GADD45 induction of a G2/M cell cycle checkpoint

G(1)/S and G(2)/M cell cycle checkpoints main tain genomic stability in eukaryotes in response to genotoxic stress. We report here both genetic and Functional evidence of a Gadd45-mediated G(2)/M checkpoint in human and murine cells. Increased expression of Gadd45 via microinjection of an expression vector into primary human fibroblasts arrests the cells at the G(2)/M boundary with a phenotype of MPM2 immunopositivity, 4n DNA content and, in 15% of the cells, centrosome separation. The Gadd45-mediated G(2)/M arrest depends on wild-type p53, because no arrest was observed either in p53-null Li-Fraumeni fibroblasts or in normal fibroblasts coexpressed with p53 mutants. Increased expression of cyclin B1 and Cdc25C inhibited the Gadd45-mediated G(2)/M arrest in human fibroblasts, indicating that the mechanism of Gadd45-mediated G(2)/M checkpoint is at least in part through modulation of the activity of the G(2)-specific kinase, cyclin B1/p34(cdc2). Genetic and physiological evidence of a Gadd45-mediated G(2)/M checkpoint was obtained by using GADD45-deficient human or murine cells.

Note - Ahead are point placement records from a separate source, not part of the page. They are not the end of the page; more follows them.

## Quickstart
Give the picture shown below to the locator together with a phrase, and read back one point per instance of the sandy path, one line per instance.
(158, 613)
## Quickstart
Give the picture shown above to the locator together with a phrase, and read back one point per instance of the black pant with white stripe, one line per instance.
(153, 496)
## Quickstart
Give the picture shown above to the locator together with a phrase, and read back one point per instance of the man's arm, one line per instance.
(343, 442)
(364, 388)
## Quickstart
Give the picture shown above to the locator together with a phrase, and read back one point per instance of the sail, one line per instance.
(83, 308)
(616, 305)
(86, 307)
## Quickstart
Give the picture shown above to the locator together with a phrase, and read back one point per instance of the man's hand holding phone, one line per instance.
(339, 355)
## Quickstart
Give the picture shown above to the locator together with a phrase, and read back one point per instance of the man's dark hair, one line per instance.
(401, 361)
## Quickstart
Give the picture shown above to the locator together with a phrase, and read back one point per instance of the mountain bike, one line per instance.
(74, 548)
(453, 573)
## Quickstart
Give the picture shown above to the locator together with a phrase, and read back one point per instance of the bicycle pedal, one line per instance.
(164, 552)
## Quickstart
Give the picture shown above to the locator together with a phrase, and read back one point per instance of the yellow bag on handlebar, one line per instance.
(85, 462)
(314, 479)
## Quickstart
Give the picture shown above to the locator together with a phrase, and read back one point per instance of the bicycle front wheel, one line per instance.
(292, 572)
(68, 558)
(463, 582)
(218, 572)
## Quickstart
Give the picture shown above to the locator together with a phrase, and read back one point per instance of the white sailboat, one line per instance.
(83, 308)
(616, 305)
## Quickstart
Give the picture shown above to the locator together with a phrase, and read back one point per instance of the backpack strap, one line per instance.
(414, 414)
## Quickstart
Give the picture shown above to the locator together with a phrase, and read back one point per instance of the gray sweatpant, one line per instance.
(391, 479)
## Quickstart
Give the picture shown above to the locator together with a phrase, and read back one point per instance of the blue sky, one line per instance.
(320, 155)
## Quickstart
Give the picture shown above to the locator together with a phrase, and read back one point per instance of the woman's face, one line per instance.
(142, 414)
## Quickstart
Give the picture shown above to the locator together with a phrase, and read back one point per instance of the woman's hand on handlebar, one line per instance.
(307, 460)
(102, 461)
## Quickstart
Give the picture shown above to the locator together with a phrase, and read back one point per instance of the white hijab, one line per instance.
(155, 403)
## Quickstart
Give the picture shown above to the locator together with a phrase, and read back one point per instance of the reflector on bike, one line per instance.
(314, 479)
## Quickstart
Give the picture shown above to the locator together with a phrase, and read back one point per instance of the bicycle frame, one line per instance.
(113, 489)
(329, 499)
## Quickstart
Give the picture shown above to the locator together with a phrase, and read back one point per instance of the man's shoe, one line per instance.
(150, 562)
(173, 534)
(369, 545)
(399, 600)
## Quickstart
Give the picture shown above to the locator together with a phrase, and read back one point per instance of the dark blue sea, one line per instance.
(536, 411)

Human cells with endogenous Gadd45 expression reduced by antisense GADD45 expression have an impaired G(2)/M checkpoint after exposure to either ultraviolet radiation or methyl methanesulfonate but are still able to undergo G(2) arrest after ionizing radiation. Lymphocytes from gadd45-knockout mice (gadd45 -/-) also retained a G(2)/M checkpoint initiated by ionizing radiation and failed to arrest at G(2)/M after exposure to ultraviolet radiation. Therefore, the mammalian genome is protected by a multiplicity of G(2)/M checkpoints in response to specific types of DNA damage.